「地下博士の気まぐれ性転換ショー」
女は負傷した足をかばいつつ、暗闇の中を歩き続ける。
古い下水道である道は、苔が生えており足元がおぼつかない。注意深く進まねば、今にも落ちてしまいそうだ。
「…まだなのか…出口は一体、どこだ?」
女は寒さに唇を震わせながら、外界を目指す。革靴などとうに捨て置いた。服もじっとりと濡れ、髪は降り乱されている。
歩き始めて数時間たったとき、上空に光を見つけた。
やった。女は小走りに梯子を登り、眩さに目を細めながら世界を隔てるマンホールを力の限り押しやった。
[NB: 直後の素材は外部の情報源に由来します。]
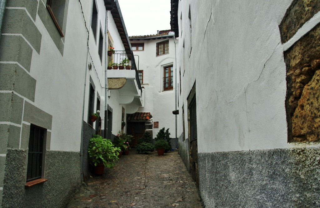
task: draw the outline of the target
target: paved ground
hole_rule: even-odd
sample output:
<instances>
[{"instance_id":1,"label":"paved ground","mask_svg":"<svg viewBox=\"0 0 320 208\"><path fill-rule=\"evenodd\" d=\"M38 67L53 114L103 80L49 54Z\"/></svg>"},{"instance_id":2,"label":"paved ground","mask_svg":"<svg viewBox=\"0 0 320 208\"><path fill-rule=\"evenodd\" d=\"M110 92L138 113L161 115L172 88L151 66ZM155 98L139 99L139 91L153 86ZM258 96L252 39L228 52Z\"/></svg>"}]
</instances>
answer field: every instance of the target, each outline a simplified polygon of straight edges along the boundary
<instances>
[{"instance_id":1,"label":"paved ground","mask_svg":"<svg viewBox=\"0 0 320 208\"><path fill-rule=\"evenodd\" d=\"M132 149L113 170L92 176L68 208L203 207L177 151L159 156L156 151L144 155Z\"/></svg>"}]
</instances>

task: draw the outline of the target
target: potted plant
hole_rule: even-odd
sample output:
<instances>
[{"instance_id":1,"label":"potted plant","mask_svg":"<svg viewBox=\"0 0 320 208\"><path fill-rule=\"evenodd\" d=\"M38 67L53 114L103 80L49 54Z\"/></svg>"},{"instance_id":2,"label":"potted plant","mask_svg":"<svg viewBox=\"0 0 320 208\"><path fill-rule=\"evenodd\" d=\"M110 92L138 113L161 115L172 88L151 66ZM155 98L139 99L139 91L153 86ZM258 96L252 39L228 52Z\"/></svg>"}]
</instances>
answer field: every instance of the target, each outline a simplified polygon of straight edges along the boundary
<instances>
[{"instance_id":1,"label":"potted plant","mask_svg":"<svg viewBox=\"0 0 320 208\"><path fill-rule=\"evenodd\" d=\"M94 122L99 117L99 115L100 114L100 111L99 110L97 111L96 113L94 113L91 114L91 118L90 120L91 121Z\"/></svg>"},{"instance_id":2,"label":"potted plant","mask_svg":"<svg viewBox=\"0 0 320 208\"><path fill-rule=\"evenodd\" d=\"M119 64L117 63L114 63L112 64L112 66L113 67L114 69L118 69L118 66L119 66Z\"/></svg>"},{"instance_id":3,"label":"potted plant","mask_svg":"<svg viewBox=\"0 0 320 208\"><path fill-rule=\"evenodd\" d=\"M111 140L100 135L94 135L90 139L88 153L91 164L94 166L94 173L102 175L104 168L112 169L119 158L120 148L115 147Z\"/></svg>"},{"instance_id":4,"label":"potted plant","mask_svg":"<svg viewBox=\"0 0 320 208\"><path fill-rule=\"evenodd\" d=\"M115 48L113 47L110 47L109 48L109 51L108 51L108 55L111 56L112 54L114 53Z\"/></svg>"},{"instance_id":5,"label":"potted plant","mask_svg":"<svg viewBox=\"0 0 320 208\"><path fill-rule=\"evenodd\" d=\"M163 155L164 150L170 147L168 142L163 140L159 140L155 142L155 148L157 149L158 155Z\"/></svg>"},{"instance_id":6,"label":"potted plant","mask_svg":"<svg viewBox=\"0 0 320 208\"><path fill-rule=\"evenodd\" d=\"M123 69L124 68L124 66L125 64L129 63L129 60L127 59L124 59L122 60L120 62L119 65L119 69Z\"/></svg>"},{"instance_id":7,"label":"potted plant","mask_svg":"<svg viewBox=\"0 0 320 208\"><path fill-rule=\"evenodd\" d=\"M112 68L112 63L111 61L111 60L109 62L109 63L108 64L108 69L111 69Z\"/></svg>"},{"instance_id":8,"label":"potted plant","mask_svg":"<svg viewBox=\"0 0 320 208\"><path fill-rule=\"evenodd\" d=\"M148 154L155 150L155 146L152 144L144 141L137 145L136 150L138 153Z\"/></svg>"}]
</instances>

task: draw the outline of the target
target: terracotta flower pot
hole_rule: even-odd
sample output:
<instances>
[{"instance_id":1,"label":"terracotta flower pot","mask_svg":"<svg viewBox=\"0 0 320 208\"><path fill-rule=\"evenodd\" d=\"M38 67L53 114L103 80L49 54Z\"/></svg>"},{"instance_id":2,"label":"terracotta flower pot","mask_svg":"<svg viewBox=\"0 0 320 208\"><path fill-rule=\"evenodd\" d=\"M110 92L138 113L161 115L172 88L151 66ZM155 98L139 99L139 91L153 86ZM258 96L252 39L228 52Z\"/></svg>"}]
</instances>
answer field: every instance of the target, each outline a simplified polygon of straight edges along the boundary
<instances>
[{"instance_id":1,"label":"terracotta flower pot","mask_svg":"<svg viewBox=\"0 0 320 208\"><path fill-rule=\"evenodd\" d=\"M96 121L96 120L98 118L98 117L97 116L95 116L91 115L91 118L90 120L91 120L91 121L92 121L92 122L94 122L95 121Z\"/></svg>"},{"instance_id":2,"label":"terracotta flower pot","mask_svg":"<svg viewBox=\"0 0 320 208\"><path fill-rule=\"evenodd\" d=\"M122 153L123 152L123 151L121 151L119 153L119 155L118 156L118 157L120 158L122 156Z\"/></svg>"},{"instance_id":3,"label":"terracotta flower pot","mask_svg":"<svg viewBox=\"0 0 320 208\"><path fill-rule=\"evenodd\" d=\"M157 149L157 152L158 152L158 155L161 156L164 154L164 149Z\"/></svg>"},{"instance_id":4,"label":"terracotta flower pot","mask_svg":"<svg viewBox=\"0 0 320 208\"><path fill-rule=\"evenodd\" d=\"M104 165L103 164L98 164L97 166L94 166L94 174L97 175L100 175L103 174L104 171Z\"/></svg>"}]
</instances>

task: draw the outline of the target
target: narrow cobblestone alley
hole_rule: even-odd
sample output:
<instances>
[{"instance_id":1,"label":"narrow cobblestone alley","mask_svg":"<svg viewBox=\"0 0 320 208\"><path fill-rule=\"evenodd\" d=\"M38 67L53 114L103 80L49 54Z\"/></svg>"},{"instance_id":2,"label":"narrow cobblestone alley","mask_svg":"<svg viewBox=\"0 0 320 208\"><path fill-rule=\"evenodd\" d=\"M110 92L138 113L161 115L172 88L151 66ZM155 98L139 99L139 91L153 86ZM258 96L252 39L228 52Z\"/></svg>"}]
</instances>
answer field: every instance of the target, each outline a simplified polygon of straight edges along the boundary
<instances>
[{"instance_id":1,"label":"narrow cobblestone alley","mask_svg":"<svg viewBox=\"0 0 320 208\"><path fill-rule=\"evenodd\" d=\"M201 207L196 184L177 151L158 156L132 149L113 170L83 185L68 208Z\"/></svg>"}]
</instances>

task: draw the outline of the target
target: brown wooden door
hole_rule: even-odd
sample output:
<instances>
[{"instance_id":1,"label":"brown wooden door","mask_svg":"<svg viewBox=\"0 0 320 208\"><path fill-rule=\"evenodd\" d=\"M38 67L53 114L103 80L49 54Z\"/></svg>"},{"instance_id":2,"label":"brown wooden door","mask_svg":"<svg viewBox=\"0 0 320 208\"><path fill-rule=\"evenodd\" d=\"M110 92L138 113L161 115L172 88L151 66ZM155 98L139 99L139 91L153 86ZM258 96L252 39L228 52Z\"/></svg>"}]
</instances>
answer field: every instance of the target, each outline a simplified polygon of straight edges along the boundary
<instances>
[{"instance_id":1,"label":"brown wooden door","mask_svg":"<svg viewBox=\"0 0 320 208\"><path fill-rule=\"evenodd\" d=\"M128 122L127 133L133 136L133 140L131 142L131 147L136 147L138 140L143 136L145 130L144 122Z\"/></svg>"}]
</instances>

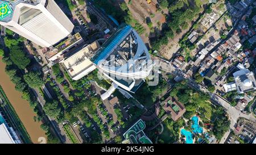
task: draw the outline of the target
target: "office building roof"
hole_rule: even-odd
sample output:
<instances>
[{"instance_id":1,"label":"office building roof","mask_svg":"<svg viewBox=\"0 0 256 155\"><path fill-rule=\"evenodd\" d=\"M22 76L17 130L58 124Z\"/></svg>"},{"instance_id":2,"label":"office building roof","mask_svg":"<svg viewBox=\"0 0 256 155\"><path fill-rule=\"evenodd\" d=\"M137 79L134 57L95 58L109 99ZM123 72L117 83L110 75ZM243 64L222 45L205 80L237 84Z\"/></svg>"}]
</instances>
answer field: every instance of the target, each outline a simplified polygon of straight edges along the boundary
<instances>
[{"instance_id":1,"label":"office building roof","mask_svg":"<svg viewBox=\"0 0 256 155\"><path fill-rule=\"evenodd\" d=\"M62 64L72 79L85 72L87 73L87 69L89 69L89 71L91 72L92 71L91 70L96 68L89 58L92 55L93 55L99 48L100 44L96 41L82 48L79 52L63 61Z\"/></svg>"}]
</instances>

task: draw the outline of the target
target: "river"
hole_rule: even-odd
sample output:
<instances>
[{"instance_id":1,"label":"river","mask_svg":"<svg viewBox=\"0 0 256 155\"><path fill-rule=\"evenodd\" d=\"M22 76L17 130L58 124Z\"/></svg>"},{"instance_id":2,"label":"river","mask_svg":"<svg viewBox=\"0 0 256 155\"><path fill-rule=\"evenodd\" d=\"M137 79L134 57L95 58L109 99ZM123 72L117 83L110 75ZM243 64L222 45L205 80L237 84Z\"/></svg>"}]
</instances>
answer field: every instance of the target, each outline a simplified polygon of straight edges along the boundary
<instances>
[{"instance_id":1,"label":"river","mask_svg":"<svg viewBox=\"0 0 256 155\"><path fill-rule=\"evenodd\" d=\"M38 140L39 137L46 138L45 132L40 127L42 122L34 122L34 116L36 116L36 114L30 107L28 102L22 98L22 93L15 89L14 84L5 72L5 66L0 57L0 85L24 124L32 143L39 143Z\"/></svg>"}]
</instances>

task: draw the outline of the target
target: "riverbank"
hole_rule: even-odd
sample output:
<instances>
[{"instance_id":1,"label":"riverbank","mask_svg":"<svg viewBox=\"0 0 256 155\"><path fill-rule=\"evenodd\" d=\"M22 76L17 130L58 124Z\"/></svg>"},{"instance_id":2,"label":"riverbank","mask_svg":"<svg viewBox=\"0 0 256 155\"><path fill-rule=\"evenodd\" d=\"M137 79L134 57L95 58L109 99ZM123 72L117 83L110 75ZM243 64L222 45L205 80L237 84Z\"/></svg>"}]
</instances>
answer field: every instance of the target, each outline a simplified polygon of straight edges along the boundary
<instances>
[{"instance_id":1,"label":"riverbank","mask_svg":"<svg viewBox=\"0 0 256 155\"><path fill-rule=\"evenodd\" d=\"M23 99L22 93L15 89L15 85L11 81L5 73L6 64L2 61L0 57L0 85L6 94L18 117L24 124L32 142L39 143L38 139L41 137L46 138L45 132L41 128L41 122L35 122L34 117L36 116L28 102Z\"/></svg>"},{"instance_id":2,"label":"riverbank","mask_svg":"<svg viewBox=\"0 0 256 155\"><path fill-rule=\"evenodd\" d=\"M19 137L24 143L31 143L31 140L23 124L19 119L17 114L15 111L11 103L6 97L6 94L3 91L2 86L0 85L0 99L2 102L1 107L4 110L5 115L8 116L9 122L14 127L14 129L19 132Z\"/></svg>"}]
</instances>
「たのむ!助けてくれ!お願いだ、食べるものを…!!」
女の叫び声に、度肝を抜かれた通行人たちは、直ちに携帯電話を持ち出し、警察へと連絡する。
自分はこの近辺の某社でサラリーマンをやっていたのだが。通勤していたある日、後頭部を殴られ気づけば地下にいた。俺はいったいどうなったんだ。いえで女房と子供がまってるっていうのに、こんな体じゃいったいどうしろっていうんだ!
…………警察の取り調べで、錯乱状態の女はこう叫んだ。
彼女は美しく、豊満な乳を揺らして叫び続ける。
女の言葉を信じる者は、誰もいなかった。